Hallo,
ein Freund von mir hat eine neue Frau und deren Sohn ist etwas
problematisch. Er ist von der Realschule (mehr aufgrund des Willens der
Mutter als aufgrund eigenen Antriebs) aufs Gymnasium gewechselt. Er ist
jetzt 14. Leider ist er total unmotiviert. Schon seine ganze Schulzeit
lang. Ihm ist +- alles egal und er verbringt den Tag mit dem Zocken von
Videospielen. Mein Kumpel hat aber keine Ahnung was sie als Eltern tun
können.
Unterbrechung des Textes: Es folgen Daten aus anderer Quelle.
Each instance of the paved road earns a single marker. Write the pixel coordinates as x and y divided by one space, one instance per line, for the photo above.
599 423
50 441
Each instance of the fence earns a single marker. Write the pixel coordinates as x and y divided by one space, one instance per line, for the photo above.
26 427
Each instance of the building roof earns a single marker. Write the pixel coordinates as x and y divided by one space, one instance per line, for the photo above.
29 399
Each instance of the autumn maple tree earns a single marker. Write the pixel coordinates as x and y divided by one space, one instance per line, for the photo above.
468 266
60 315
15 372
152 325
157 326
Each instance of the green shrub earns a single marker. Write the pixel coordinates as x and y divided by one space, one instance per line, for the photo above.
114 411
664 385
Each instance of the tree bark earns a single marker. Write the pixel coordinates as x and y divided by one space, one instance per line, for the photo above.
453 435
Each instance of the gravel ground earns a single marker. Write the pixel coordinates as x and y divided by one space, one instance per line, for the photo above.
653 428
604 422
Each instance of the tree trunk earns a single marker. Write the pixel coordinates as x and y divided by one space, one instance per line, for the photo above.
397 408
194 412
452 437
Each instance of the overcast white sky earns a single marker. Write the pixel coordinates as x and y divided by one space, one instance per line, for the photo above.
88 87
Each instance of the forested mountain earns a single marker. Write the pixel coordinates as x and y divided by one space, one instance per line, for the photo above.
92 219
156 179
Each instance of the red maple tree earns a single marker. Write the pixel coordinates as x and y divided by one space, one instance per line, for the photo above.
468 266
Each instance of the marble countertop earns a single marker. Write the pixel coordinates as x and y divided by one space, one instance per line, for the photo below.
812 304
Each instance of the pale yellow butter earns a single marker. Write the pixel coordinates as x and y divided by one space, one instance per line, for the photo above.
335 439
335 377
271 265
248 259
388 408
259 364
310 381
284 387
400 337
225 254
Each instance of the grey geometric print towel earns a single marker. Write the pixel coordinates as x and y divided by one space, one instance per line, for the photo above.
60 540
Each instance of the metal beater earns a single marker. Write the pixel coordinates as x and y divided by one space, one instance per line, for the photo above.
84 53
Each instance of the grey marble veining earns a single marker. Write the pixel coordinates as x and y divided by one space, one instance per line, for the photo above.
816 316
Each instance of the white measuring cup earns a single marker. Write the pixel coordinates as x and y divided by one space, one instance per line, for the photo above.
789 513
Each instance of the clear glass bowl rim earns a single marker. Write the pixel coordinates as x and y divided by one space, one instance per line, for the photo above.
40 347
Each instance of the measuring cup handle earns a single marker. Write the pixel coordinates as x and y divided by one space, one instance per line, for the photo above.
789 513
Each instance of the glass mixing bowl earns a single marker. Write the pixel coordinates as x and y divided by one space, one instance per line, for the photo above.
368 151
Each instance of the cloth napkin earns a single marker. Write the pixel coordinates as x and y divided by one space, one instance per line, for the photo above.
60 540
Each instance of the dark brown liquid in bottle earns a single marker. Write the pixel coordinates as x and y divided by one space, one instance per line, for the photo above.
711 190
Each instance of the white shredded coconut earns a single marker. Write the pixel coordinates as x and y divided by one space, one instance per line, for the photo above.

Wenn sie ihm die Spiele wegnehmen geht er halt zu den Kumpels.
Zudem würde das nur einen Graben zwischen ihm und der Mutter schaffen.
Hat jemand vielleicht Ahnung was man in so einem Fall machen kann? Er
versaut sich durch seine Faulheit sein Leben, 100pro!
Ich kenne das von meinem Bruder. Er ist Spielsüchtig. Ja PC Spiele
machen süchtig. Er ist absolut antriebslos, alles ist ihm egal, er hat
keinen Ehrgeiz. Es "scheisst" ihn alles an bis aufs spielen. Er weiss
dass er Süchtig ist, auch das ist ihm egal. Wir haben bereits alles
probiert, es hat nichts genützt. Von Therapie bis PC-Entzug.
Leider sind wir machtlos da er jetzt schon 21 ist.
Jedoch ist "dein" Sohn noch jung, versuch irgendwelche anderen Interesse
in ihm zu wecken!
Hallo,
ich würde mal sagen da haben sie ein Problem. Den ich denke mal das hier
wohl auch noch eine Scheidung im hintergrund steht. Zum spielen selbst:
Ich würde sagen es kommt auf das spiel an. Wenn es so ein endlos Spiel
ist wie Guild Wars, World of Warfcraft etc. wird es schwiergig sein da
man bei diesen Spiele sehr viel Zeit investieren muss um weiterzukommen
etc. . Falls es shooter sind wie CounterStrike, Battlefield, Call of
Duty oder so dürfte vieleicht die Chance bestehen das man das Spielen
auf ein sinnvolles Maß beschränkt. z.B. 2 h pro Tag oder so wobei man
hier jenachdem vieleicht etwas flexsibel sein sollte wenn er z.B. noch
in einem Clan spielt. Da kann man halt nicht einfach mal schnell aus
dem Spiel raus. Wäre also mal interesant zu wissen was für Spiele er
spielt.
Gruß
Roland
@ The one: Falsch! Scheiss Spiele!
Mir als Hobby-Programmierer kann das eigentlich nicht passieren.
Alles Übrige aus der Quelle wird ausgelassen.